Ooo-ah hah! Ooo-ah hah! Stamp clap, clap stamp, snapsnap stamp.
Oh no! Oh no more Prospero,
Too bad, how sad, that’s what they said:
He must be dead.
So now I’m the man, the man, the big man,
I’m the Duke, I’m the Duke, I’m the Duke of Milan.
Yeah!
He’s the Duke, he’s the Duke, he’s the Duke of Milan.
Stampity stamp, stampity stamp, stampity stampity stamp!
Clap clap. Hah!
On their final “Hah!” they all look at Felix. He knows that look. Love me, don’t reject me, say I’m in!
“What d’you think?” SnakeEye asks. He’s gone all out on the prancing, he’s breathing hard.
“It has something,” says Felix, who in fact would like to throttle him. Scene-stealer! But he tamps down on that emotion: it’s their show, he scolds himself.
“Better than something! Come on, it’s terrific!” says Anne-Marie, who’s been watching from the back of the room. “Tells us what happened, sums it up! It’s a keeper!”
“Snazzy foot-stamping,” says Felix.
“That’s what I’m here for,” says Anne-Marie, grinning. “Miss Helpful. Log-carrying, dance numbers, whatever.”
“Thank you,” says Felix.
“Jealous, Mr. Duke?” Anne-Marie whispers impishly. She sees into him, too far. “You want to be in the backup, right?”
“Don’t be a brat,” he whispers back.
“Then, we think,” says SnakeEye, pushing on through, “so, after that, we cut to the boat, the leaky boat they’re in, and we can show that on the video, while he’s saying, I mean you — he’s saying that part where Miranda tells him what a trouble she must have been, a three-year-old kid in that boat, and he says she was like an angel that preserved him? A cherubin. That part.”
“I know that part,” says Felix. His heart twists within him.
“So some of the guys have kids,” he says. “They’ve got photos of them, you’re allowed to have those kinds of photos. Of your family, suppose you’ve got one. So we video the boat — we can use, like, a toy boat, bang it around, fix it so it looks falling apart; and it’s dark, wind’s blowing, it’s night, and then in the sky we show the pictures of their kids. That’s how the guys feel about it, with their kids: it’s a cherubin type of thing that helps them get through the rough parts.”

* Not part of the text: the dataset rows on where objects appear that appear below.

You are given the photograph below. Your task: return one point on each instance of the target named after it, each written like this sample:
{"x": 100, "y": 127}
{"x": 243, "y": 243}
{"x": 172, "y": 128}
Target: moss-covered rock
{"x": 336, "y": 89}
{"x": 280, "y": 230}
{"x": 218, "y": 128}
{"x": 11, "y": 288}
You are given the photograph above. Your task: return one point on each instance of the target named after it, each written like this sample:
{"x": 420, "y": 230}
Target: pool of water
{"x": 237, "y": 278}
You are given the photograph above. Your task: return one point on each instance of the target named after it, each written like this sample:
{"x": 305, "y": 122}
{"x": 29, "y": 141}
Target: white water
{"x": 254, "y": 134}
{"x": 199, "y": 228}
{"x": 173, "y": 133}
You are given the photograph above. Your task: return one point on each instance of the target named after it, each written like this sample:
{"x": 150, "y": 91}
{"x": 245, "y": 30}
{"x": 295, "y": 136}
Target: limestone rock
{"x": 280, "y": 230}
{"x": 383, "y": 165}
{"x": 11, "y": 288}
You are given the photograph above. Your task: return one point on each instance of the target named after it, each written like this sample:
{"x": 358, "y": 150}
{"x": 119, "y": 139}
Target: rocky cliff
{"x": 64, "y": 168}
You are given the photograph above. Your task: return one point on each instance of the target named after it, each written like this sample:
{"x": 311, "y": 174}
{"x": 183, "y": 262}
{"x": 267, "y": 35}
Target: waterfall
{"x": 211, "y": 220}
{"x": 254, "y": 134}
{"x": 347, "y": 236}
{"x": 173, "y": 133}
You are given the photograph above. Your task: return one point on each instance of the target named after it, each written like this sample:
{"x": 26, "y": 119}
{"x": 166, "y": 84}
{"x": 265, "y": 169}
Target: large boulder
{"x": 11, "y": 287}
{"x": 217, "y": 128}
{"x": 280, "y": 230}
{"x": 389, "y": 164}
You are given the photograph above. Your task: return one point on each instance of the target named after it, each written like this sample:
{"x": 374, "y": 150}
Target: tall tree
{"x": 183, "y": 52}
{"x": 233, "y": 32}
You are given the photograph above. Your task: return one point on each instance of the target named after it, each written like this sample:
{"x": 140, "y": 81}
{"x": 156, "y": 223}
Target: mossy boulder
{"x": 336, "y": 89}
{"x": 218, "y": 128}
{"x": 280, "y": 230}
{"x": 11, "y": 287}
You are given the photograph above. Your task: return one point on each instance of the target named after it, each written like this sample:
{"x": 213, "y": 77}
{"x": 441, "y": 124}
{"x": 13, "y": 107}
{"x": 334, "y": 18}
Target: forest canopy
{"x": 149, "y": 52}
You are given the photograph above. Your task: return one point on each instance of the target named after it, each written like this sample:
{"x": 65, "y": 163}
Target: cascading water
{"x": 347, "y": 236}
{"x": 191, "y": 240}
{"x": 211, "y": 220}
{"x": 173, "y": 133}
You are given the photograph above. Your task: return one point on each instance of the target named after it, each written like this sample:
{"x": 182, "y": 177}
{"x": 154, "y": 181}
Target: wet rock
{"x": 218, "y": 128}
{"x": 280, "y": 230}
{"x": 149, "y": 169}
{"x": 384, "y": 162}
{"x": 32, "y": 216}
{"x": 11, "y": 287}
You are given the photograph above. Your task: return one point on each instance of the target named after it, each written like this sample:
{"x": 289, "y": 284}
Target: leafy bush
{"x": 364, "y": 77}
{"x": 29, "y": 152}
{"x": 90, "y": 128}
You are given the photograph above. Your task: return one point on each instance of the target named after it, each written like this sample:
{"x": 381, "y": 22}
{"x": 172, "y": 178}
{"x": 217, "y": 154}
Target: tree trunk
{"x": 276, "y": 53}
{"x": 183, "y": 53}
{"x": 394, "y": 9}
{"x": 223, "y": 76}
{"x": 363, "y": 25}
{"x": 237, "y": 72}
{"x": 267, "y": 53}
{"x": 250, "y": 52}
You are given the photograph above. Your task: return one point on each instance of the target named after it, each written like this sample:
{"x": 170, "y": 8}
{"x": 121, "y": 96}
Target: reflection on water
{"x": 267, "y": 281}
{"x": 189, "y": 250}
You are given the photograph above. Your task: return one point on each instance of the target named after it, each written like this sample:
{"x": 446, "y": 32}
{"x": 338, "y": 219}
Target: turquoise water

How can Felix say no? “Let’s give it a try,” he says.
“8Handz says he can cut photos like that in easy,” says SnakeEye. “Into a video. He says he can make them flash, each one, just for a second. Like stars.”
“That sounds nice,” says Felix. His throat is closing up on him. Why is a cornball idea like this wrecking him so completely? Sentimental sludge! Is he going to cry?
Careful, he tells himself. Hold it together. Prospero’s always in control. More or less.
SnakeEye has more to say: he’s shifting from foot to foot. Spit it out, Felix wants to snap. Let’s have the second barrel. Finish me off.
“We thought maybe you might like to add something of your own, Mr. Duke.” His voice is shy. “If you’ve got a special photo like that. You could add it in to the sky thing too. Sort of like a guest cameo. The guys say you’d be welcome.”